And all this time Sister Bridget was pushing through the scowling mob—“Go on, girls! Are you growing roots?”—and herding pupils back to their classrooms—“Look now, Winnie; here’s Sister Sebastian waiting for you. Maybe she’ll give you a little more Shakespeare, to calm your nerves. ‘We are such stuff as dreams are made on; and our little life is rounded with a sleep. . . .’ Don’t drumble about, ye lollygaggers; are you holdin’ a convention?” And before our new acquaintances could move in for the kill, she was hustling Mary and me up the stairs and down another hall and upstairs yet again, until we came through an unmarked door into a long, dim tunnel of a room.
“Here you are,” said Sister Bridget, setting down our boxes and stretching her fingers. Her bandage sagged. There was a pop-pop-popping as her knuckles cracked. “Last two on the left.”
The dregs of the day’s sun trickled in through a tall, narrow window, falling on slant gray walls and greenish linoleum and two rows of white beds facing each other. Must have been a good twenty of ’em altogether, at least ten to a side.
“Thank you, Sister,” said Mary. She gave me a poke in the ribs and jerked her head toward the half-a-nun so I’d say it too, but I clenched my jaw.
“You’re welcome,” said Sister Bridget, catching hold of Father’s handkerchief before it slid off completely. She unwound it the rest of the way and checked her hand for toothmarks—a satisfying little circle of purplish ridges, plain as day even from where I stood—then folded it calmly and whisked it away in one of her sleeves. “All right, ladies. You can put your things here in this middle bureau. They’ve cleared a drawer for each of you, you see? Try to save a bit of room; you’ll be getting your school clothes in the morning. Now then, what else? Boxes, beds . . . I know I’ve forgotten something. . . . The lavatory’s just out the back door, if you’d like to make a visit before supper. I’ll send Winnie to bring you down in a quarter of an hour, how’s that?”

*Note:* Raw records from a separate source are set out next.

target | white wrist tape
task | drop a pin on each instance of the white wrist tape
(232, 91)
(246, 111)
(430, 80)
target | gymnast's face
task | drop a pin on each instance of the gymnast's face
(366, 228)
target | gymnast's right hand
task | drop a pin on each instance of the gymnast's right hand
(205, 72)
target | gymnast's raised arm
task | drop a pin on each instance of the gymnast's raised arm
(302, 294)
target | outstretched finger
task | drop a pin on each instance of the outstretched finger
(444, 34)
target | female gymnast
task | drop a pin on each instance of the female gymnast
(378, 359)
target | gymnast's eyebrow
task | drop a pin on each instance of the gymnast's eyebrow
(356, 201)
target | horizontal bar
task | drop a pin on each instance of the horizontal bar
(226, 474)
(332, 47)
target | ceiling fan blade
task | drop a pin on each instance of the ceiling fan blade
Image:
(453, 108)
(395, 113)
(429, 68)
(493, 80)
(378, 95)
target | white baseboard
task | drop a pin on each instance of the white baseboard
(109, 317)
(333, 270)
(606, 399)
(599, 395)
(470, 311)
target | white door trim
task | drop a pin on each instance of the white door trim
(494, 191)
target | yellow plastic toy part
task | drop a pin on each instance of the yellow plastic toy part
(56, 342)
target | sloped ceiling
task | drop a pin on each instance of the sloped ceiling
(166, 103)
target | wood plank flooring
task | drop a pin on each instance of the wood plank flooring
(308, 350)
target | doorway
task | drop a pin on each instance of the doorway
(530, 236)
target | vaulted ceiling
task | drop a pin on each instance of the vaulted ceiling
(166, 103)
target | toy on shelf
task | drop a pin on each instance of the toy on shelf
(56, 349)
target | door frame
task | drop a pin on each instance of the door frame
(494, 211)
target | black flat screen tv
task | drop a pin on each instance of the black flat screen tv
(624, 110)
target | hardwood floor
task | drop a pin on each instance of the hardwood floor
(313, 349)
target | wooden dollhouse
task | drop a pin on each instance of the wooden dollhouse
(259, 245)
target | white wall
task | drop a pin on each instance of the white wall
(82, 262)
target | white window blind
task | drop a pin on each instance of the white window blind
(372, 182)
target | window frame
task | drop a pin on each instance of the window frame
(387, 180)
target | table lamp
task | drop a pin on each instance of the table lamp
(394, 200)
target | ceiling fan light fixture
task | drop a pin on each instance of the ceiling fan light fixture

“That’ll be fine, thank you, Sister. Won’t it, Julia?”
Poke, poke!
I clamped down so hard on my bottom lip, I could taste my own blood.

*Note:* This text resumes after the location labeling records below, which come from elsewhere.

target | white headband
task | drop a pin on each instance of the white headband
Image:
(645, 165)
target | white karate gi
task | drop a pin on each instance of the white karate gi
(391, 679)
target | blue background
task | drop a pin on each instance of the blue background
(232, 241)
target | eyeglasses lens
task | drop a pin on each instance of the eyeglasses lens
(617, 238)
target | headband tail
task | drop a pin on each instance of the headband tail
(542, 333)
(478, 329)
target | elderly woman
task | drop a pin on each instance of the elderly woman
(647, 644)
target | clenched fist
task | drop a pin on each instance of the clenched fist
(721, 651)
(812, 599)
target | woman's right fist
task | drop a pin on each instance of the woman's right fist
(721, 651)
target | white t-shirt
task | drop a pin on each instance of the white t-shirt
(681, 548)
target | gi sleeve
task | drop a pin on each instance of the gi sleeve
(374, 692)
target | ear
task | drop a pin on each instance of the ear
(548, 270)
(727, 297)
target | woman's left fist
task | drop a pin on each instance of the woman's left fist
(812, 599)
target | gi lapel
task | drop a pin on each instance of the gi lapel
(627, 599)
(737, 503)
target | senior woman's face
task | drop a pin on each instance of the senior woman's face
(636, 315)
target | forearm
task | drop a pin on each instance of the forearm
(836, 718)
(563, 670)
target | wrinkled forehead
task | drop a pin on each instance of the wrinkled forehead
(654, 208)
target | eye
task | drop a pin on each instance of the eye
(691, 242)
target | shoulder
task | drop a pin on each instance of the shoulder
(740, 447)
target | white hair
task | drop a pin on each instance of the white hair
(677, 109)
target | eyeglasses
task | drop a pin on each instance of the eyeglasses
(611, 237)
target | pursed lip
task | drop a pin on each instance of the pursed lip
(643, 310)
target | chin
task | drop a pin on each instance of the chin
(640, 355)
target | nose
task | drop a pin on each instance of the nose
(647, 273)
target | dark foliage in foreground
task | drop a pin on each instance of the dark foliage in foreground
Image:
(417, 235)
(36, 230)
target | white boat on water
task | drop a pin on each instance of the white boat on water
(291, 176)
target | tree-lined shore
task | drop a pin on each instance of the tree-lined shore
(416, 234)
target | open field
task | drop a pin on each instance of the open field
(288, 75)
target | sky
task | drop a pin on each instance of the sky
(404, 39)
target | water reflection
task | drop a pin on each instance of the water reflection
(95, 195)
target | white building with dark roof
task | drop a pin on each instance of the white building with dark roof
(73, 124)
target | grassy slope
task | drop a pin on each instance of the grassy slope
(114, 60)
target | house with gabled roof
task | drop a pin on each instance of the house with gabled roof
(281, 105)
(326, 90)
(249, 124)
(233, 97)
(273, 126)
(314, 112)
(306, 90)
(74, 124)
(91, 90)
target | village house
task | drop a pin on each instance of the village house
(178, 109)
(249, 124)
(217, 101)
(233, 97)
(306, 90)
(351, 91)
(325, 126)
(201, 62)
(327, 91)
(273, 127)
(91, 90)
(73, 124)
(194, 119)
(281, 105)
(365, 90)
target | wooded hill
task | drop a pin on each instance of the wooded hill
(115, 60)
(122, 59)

Sister Bridget gave me a considering look. “Put away thy sword, Julia Delaney. No use beating a dead—ah, great gobs, the horse!”
And then she was hurrying off to see to the swayback, and Mary was shaking me again, asking would it have killed me to say, “Thank you, Sister,” and oh, yes—while I was at it—beg pardon for attacking her like a mad dog itself? What if I died in the night with nun-biting on my soul? Had I thought of that? People were always dying in the night; they did it every day, and it would serve me right if I didn’t get into heaven. To hell with heaven, I told her. And she slapped my face and I slapped her back and we opened our boxes and my marbles weren’t there.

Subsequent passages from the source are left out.